Comment êtes-vous armé pour ce travail ?
- Personnellement, je n’avais pas la formation nécessaire, c’est vrai ; mais nous avons des formations... Pour le moment, je suis celui qui les reçoit, en premier. La plupart de nos visiteurs viennent de pays d’Afrique (quelques-uns même parlent le swahili que je connais). Dans le passé, je suis également allé en Algérie et au Sénégal ; cela me permet de briser la glace assez facilement, de créer un lien et de pouvoir leur conseiller une autre adresse, s’ils se sont trompés.
Pouvez-vous préciser un peu plus votre rôle ?
- Dans ce service, nous faisons un accompagnement pour les aider à remplir correctement les différentes formalités pour un éventuel droit de séjour régulier. Nous avons même quelques avocats qui peuvent les recevoir. Nous les accompagnons parfois dans leurs démarches dans les bureaux de l’administration.
Mais très souvent, on ne peut rien faire pour ces gens, venus chercher du travail et originaires de pays dits “sûrs“, c’est-à-dire des pays comme le Sénégal, le Mali, où il n’y a pas de guerre, de torture généralisée... Alors on prend une tasse de café. Il faudra attendre que la législation évolue.
Certains de ces clandestins se manifestent parfois bruyamment à l’attention de notre société !
- C’est vrai, mais il faut comprendre. La vie de clandestin, c’est de n’avoir aucun droit (si ce n’est les soins gratuits, qui sont d’ailleurs remis en cause ces derniers temps). Au mieux, le clandestin est logé chez un copain, un parent. J’ai rencontré une famille qui était logée dans une chambre de bonne : la femme faisait le ménage des propriétaires, sans être déclarée, avec un salaire de misère. Quand elle est devenue enceinte, elle et ses gens ont dû partir à la rue...

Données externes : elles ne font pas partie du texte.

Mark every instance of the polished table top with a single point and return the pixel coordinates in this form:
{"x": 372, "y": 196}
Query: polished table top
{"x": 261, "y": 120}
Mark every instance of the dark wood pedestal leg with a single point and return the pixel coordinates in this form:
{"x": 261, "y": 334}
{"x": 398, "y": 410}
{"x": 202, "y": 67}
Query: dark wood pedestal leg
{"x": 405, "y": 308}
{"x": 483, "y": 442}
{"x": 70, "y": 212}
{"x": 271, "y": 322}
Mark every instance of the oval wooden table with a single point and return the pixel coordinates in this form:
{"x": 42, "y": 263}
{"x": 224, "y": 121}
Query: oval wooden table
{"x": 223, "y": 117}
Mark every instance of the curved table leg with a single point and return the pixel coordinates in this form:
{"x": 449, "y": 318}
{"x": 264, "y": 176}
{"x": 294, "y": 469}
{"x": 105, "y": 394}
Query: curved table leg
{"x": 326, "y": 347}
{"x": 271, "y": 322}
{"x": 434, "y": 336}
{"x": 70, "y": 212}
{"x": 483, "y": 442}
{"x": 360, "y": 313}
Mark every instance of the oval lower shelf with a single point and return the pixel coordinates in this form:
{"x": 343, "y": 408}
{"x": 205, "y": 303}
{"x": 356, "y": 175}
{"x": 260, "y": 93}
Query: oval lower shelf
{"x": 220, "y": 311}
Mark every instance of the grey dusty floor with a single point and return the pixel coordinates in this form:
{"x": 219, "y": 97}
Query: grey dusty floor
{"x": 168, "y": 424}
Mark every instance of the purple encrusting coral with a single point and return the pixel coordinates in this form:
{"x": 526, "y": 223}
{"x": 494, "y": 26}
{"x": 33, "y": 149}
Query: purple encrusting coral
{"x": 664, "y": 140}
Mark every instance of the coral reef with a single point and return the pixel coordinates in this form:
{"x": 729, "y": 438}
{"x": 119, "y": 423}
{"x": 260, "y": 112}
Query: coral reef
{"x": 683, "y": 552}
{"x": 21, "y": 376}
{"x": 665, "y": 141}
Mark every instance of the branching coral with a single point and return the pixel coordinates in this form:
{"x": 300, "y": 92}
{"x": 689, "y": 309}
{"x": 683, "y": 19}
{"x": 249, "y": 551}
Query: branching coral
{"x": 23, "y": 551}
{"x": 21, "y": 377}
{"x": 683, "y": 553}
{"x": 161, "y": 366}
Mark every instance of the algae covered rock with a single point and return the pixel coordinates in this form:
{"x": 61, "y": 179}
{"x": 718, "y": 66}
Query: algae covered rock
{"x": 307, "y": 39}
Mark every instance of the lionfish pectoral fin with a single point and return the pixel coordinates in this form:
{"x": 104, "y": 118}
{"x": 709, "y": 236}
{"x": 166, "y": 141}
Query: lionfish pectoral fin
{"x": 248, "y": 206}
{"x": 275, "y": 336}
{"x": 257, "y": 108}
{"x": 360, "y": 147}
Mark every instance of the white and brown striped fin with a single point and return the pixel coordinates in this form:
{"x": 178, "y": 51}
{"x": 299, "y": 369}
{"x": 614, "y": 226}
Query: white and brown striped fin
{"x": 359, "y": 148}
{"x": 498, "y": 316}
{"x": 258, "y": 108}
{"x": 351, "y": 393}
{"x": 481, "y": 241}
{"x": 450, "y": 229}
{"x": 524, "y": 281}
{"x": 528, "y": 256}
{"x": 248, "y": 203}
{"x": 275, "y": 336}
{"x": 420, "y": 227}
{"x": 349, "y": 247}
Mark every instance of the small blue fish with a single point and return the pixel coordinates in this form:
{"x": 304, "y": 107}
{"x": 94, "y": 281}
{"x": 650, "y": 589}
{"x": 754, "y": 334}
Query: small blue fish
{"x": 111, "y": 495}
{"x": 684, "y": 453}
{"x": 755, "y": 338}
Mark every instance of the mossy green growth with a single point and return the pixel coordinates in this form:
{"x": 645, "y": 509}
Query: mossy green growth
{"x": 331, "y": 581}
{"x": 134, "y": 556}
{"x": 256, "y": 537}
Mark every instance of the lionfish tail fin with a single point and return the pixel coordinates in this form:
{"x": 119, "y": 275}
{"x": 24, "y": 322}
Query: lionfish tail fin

Ils font de petits boulots, travaillent quelques jours, sans être sûrs de recevoir un salaire.
L’autre jour, j‘ai mangé, dans un de nos restaurants pour gens de la rue, avec deux femmes originaires d’Afrique : l’une avait un enfant, elle ne savait pas où était parti le père ; l’autre était enceinte de trois mois ; elles n’avaient aucun endroit fixe pour dormir. Mais elles connaissaient une autre Africaine, gérante d’un bar non déclaré, et avec d’autres femmes, elles s’entraidaient un peu...
Père, vous devez souvent vous trouver devant des souffrances difficiles à porter !
- Pour le dernier Noël orthodoxe, j’avais, dans mon bureau, un Polonais et sa copine, une Ukrainienne; on a partagé quelques chocolats et ils sont repartis dans la rue, le 115 était saturé... Une Chinoise qui suit les cours de français dans notre local, n’a pas de preuve officielle de son arrivée en France. Aussi, son dossier de dix ans, rempli de preuves de sa présence ininterrompue, est bloqué. Je suis allé voir le film anglais “ In the world “ (dans ce monde). Il montre bien la détermination de tous ces gens, prêts à tout, pour venir travailler chez nous. Certains ont tout vendu pour payer les passeurs, d’autres ont laissé de lourdes dettes dans leur village, pour un voyage très risqué de plusieurs mois. Je me souviens encore de la première personne que j’ai rencontrée, tout au début. C’était une jeune chinoise, arrivée enceinte. Elle avait vécu dix mois de galère et elle était refusée par le réseau de travail clandestin à cause de son enfant.
Prêts à tout pour réussir
Ce désir de migration est un phénomène récent, non ?
- Le monde est devenu comme un petit village où beaucoup circulent sans difficulté : j’ai vu un film, réalisé par deux filles de la bourgeoisie. Elles avaient fait un long voyage en vélo, sans dépenser un seul centime ; leur seule préoccupation était de ne pas se faire voler leur matériel de photo et leur vélo. Elles étaient toutes fières de dire qu’elles avaient toujours trouvé une maison pour les accueillir pour la nuit.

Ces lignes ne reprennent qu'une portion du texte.